Celso de Mello ainda lamentou que circunstâncias recentes — associadas a controvérsias que atingem o debate público e acabam por projetar sombras sobre a instituição — acabam contribuindo para tornar mais áspera, aguda e delicada a conjuntura do debate.
“Quando episódios envolvendo membros da Corte se convertem em combustível para narrativas de desgaste, o que se põe em risco não é a biografia deste ou daquele magistrado, mas a credibilidade, a dignidade, a honorabilidade e a respeitabilidade do próprio STF enquanto instância de contenção, equilíbrio e pacificação constitucional”, afirmou.
Resposta institucional
Celso de Mello considera que, ao buscar uma resposta institucional Fachin “atua para que a Corte se mantenha acima de disputas conjunturais e permaneça fiel ao seu papel de garante último do Estado Democrático de Direito”.

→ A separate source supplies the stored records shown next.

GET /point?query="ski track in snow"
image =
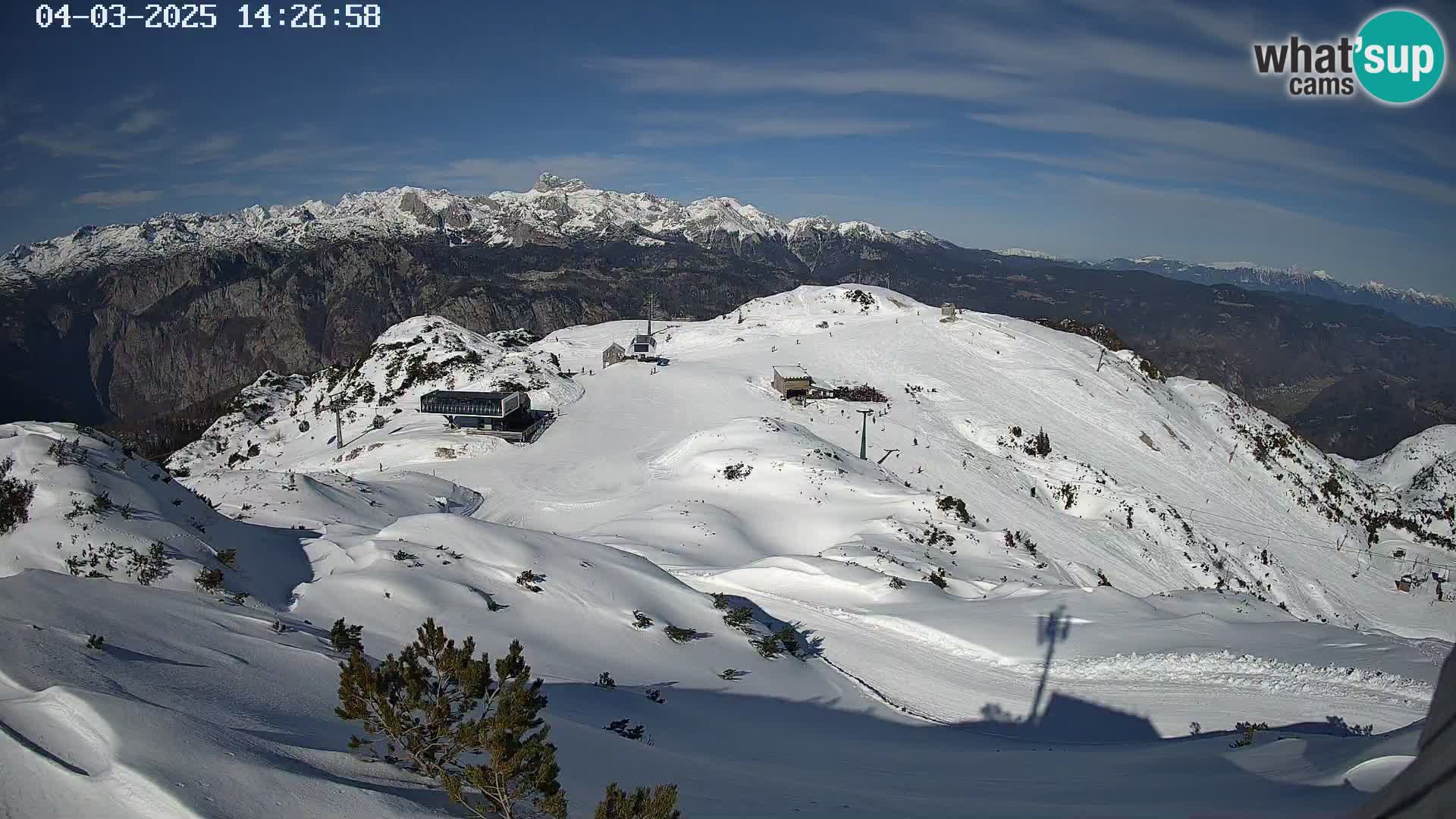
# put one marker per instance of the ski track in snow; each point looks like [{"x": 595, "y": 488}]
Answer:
[{"x": 634, "y": 479}]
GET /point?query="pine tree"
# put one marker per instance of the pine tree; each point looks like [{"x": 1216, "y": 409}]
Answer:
[
  {"x": 641, "y": 803},
  {"x": 769, "y": 646},
  {"x": 740, "y": 618},
  {"x": 15, "y": 499},
  {"x": 346, "y": 637},
  {"x": 436, "y": 703},
  {"x": 152, "y": 566},
  {"x": 1041, "y": 445}
]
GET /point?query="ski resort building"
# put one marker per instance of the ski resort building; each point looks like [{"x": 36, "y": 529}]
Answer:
[
  {"x": 498, "y": 414},
  {"x": 613, "y": 354},
  {"x": 792, "y": 382},
  {"x": 644, "y": 346}
]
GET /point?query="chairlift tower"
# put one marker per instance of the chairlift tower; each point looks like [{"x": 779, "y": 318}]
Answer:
[
  {"x": 864, "y": 431},
  {"x": 650, "y": 308},
  {"x": 337, "y": 407}
]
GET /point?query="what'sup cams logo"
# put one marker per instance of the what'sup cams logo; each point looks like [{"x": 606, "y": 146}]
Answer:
[{"x": 1397, "y": 57}]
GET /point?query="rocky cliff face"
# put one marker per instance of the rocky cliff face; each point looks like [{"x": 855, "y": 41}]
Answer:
[{"x": 127, "y": 322}]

“Também causa preocupação ver a tentativa de desqualificar a iniciativa do ministro Fachin, com crítica apressada, injusta, errada e de menosprezo retórico, ignorando, grosseiramente, que se trata de providência necessária, que representa, em essência, uma clara e legítima medida de proteção institucional“.
“Trata-se de inversão perigosa: enfraquecer a legitimidade do Supremo por motivos circunstanciais é corroer, por dentro, o próprio edifício das garantias constitucionais”, considerou.
Mello ainda finaliza ao dizer que Fachin “atua para resguardar a integridade moral da Corte, protegendo-lhe a respeitabilidade, não o faz para atender conveniências de ocasião, nem para promover autoproteção corporativa , muito menos para blindar seus magistrados ou outros dignitários , mas para proteger a própria ideia de Justiça constitucional, cuja autoridade repousa — antes de tudo — na confiança pública”.
Volta a Brasília
Fachin antecipou a volta a Brasília para tratar dos desgastes provocados pelo caso Banco Master. Até o momento conversou com alguns ministros: Dias Toffoli, Alexandre de Moraes, Gilmar Mendes, Luiz Fux, Cristiano Zanin, André Mendonça, Cármen Lúcia e Flávio Dino.
Fachin não apontou dedo ou citou casos específicos em nenhum dos diálogos. As conversas são no tom de aprovar as diretrizes dentro da Corte. Apesar dos encontros, o Metrópoles conversou com alguns magistrados que afirmam ainda não terem visto documento redigido sobre o Código de Conduta. Há citações, ideias e conversas, segundo os magistrados.